What little girl, you ask?

Oh, THAT ONE. The one which we see all in white, with her crinkly hair combed down, the one we see looking perfect and quiet and still and … apparently forgettable to everyone, in a weirdly oblique way.

Here she was apparently important enough for the entire film to start with her parents silently agonizing over her no-tubes-in-her-she-still-lookslike-she’s-just-sleping illness, the catalyst for her father to destroy a major portion of Star Fleet intelligence in exchange for her life (and pray, what proof did he have that she got well, or would continue to do well? What father would put in some strange liquid in an IV and just go off with a “Welp, that’s done it, I’m gonna go hold up my end now” ? How could he sell his daughter – and expend the lives of his countrymen – without assurance?), the reason to believe some random Caucasian savior who says he can cure her – one man, when an entire hospital has tried? – here’s this apparent medical miracle that occurs, AND HER STORYLINE JUST VANISHES?

Seriously, Mr. Abrams, did I miss something? I looked for that girl FOR THE REST OF THE MOVIE. Wasn’t she saved for a reason? Isn’t she going to, you know, do something? She was a convenient prop, and just… abandoned with a two-dimensional role, as were the other brown people in the movie? (Klingon: there to be killed. Uhura: there to be capricious, female, and hot. Oh, and brown. Sulu: Actual Role. Phew. Brown guy in away team/lady on the bridge: there to show up in two scenes and have maybe a word, and maybe a name. /End ethnically diverse character list.)

So, this little girl’s father judged her important enough to kill 42 people, and you decide she’s so unimportant that she doesn’t even matter? We don’t even get her name?

You might argue that this is a small point upon which to founder my respect for your storytelling, but it’s the point where I could go no further. I think the absence of anything but the broadest strokes of action and jingoism, grandstanding and self-aggrandizing behavior left a film full of holes. It kind of makes me sad, because …well, because I loved Star Trek once.

Once, it was important enough for Martin Luther King, Jr. to tell an actress to keep playing a part she thought was small and unimportant. Once, it was important enough to make Whoopi Goldberg think, “Wow, there’s a black lady on that show. I could maybe be an actress, too.”

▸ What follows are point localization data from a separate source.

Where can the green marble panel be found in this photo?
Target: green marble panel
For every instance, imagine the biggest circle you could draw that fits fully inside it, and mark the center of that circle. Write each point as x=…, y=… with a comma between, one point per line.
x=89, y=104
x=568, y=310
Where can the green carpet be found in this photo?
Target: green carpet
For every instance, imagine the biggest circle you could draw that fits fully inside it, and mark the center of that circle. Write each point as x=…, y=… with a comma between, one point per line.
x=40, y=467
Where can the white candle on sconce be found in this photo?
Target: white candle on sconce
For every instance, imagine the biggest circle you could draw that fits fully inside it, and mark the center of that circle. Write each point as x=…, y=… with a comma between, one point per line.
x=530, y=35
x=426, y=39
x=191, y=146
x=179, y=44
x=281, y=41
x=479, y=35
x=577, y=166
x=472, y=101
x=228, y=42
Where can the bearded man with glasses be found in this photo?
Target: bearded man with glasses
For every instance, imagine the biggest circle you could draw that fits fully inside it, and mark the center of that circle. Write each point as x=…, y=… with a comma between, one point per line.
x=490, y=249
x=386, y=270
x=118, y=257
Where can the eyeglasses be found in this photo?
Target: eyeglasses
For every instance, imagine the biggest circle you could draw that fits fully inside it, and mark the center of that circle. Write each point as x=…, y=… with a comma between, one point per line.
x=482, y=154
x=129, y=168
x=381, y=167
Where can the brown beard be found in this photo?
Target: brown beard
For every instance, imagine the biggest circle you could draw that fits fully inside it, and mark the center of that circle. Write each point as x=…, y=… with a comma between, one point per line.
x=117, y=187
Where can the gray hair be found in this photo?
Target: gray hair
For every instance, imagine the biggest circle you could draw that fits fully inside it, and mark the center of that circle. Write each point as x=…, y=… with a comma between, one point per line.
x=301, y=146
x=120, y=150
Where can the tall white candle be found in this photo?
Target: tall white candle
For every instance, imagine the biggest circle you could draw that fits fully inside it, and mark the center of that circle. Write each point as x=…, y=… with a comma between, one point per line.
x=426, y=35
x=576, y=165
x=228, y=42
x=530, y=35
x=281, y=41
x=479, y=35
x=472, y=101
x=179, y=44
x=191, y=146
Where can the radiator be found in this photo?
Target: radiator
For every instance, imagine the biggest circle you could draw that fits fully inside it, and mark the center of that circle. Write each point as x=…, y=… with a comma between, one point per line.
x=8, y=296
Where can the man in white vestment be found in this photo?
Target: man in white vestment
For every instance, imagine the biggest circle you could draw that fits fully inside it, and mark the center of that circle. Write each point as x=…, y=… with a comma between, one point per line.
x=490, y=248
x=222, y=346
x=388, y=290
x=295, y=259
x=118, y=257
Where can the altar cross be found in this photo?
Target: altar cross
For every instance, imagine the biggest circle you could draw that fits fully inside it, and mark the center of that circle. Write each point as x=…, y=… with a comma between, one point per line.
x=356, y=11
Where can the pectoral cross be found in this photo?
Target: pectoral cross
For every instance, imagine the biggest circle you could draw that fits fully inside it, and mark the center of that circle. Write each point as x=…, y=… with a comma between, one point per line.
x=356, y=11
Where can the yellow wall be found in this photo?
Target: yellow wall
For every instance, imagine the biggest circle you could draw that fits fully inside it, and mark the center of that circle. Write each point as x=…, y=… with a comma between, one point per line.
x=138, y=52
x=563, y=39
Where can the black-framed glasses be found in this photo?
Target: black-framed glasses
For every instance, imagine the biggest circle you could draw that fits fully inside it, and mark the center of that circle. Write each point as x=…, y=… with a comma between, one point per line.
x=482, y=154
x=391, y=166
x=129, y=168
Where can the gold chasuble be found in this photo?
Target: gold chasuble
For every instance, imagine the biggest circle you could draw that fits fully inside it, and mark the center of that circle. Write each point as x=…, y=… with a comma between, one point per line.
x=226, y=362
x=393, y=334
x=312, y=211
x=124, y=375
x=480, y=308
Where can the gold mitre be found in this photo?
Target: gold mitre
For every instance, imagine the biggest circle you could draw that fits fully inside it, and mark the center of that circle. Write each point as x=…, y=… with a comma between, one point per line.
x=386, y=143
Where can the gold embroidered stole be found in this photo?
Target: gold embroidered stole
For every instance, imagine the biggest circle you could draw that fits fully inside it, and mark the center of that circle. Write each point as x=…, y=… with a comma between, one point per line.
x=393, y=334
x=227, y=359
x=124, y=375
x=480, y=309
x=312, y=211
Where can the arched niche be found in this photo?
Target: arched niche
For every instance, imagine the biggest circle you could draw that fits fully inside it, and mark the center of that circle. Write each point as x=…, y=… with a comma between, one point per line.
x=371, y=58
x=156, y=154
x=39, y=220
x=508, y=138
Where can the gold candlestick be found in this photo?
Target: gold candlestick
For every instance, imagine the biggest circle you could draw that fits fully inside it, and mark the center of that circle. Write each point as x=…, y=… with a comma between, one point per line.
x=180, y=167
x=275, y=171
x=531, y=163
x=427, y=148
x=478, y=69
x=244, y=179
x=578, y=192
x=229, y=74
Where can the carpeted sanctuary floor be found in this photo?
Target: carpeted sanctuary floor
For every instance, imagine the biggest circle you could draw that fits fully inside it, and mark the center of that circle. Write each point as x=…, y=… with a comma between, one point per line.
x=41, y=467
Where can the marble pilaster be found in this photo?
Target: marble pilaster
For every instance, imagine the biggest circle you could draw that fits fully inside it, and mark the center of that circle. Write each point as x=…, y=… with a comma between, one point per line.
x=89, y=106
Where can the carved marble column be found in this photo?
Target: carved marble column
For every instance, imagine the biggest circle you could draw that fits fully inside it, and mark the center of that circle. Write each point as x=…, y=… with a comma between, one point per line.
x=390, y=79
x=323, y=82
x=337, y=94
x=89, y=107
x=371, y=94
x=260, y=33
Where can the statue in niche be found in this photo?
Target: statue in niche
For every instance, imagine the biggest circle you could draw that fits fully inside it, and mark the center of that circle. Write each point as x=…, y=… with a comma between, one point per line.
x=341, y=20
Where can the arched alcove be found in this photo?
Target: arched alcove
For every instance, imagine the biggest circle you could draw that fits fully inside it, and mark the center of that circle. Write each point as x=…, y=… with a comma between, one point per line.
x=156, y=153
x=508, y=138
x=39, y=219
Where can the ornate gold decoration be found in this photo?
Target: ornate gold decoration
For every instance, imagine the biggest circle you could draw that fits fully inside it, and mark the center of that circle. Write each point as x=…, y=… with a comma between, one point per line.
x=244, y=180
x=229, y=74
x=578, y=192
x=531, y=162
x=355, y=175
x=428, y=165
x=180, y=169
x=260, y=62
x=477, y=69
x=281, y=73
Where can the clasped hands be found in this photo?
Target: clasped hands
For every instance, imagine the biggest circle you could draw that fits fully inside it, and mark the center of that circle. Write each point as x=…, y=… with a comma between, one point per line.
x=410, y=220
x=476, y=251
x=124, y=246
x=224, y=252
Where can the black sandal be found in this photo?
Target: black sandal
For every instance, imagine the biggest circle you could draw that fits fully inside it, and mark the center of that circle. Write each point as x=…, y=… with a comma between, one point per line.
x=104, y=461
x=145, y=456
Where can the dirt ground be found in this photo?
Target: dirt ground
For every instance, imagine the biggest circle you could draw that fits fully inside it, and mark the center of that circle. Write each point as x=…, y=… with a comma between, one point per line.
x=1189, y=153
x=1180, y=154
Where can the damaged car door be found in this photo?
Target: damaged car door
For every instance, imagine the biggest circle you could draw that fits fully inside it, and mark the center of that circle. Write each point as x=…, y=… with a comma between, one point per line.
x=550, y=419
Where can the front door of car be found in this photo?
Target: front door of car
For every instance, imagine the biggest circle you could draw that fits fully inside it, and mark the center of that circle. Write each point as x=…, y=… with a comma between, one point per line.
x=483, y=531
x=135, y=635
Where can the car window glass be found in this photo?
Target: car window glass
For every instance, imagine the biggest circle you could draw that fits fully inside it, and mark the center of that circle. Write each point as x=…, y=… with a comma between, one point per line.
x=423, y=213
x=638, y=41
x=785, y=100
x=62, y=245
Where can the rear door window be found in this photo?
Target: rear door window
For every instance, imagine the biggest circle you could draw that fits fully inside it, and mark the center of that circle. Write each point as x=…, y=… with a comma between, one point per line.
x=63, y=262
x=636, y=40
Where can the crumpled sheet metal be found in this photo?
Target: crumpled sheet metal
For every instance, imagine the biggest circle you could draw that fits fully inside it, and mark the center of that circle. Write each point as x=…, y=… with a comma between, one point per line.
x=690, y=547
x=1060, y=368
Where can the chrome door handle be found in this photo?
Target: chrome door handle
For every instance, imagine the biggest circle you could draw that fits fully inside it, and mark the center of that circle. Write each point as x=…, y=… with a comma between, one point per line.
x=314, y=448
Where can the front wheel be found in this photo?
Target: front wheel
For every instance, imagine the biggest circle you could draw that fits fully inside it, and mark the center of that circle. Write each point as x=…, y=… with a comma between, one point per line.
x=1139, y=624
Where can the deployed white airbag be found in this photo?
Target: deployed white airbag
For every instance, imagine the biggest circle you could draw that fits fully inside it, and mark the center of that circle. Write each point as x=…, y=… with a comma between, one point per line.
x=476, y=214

Once, it was important. And, you have all the roots of the concepts with which Gene Roddenberry infused the show, and somehow, important is the one thing it’s not.

And, all we can do is ask ourselves why.

2 Replies to “{dear j.j. abrams, this is why we can’t have nice things}”

    1. I think the worst thing was me pointing out things as I went along and having the people with me say, “You’re not supposed to get all hung up on it!”

      I have lost the ability to be just a passive consumer, which is a lot of what you need to watch some movies, I guess. And – emotional resonance is deeply important to me. If I don’t care, I can’t watch it.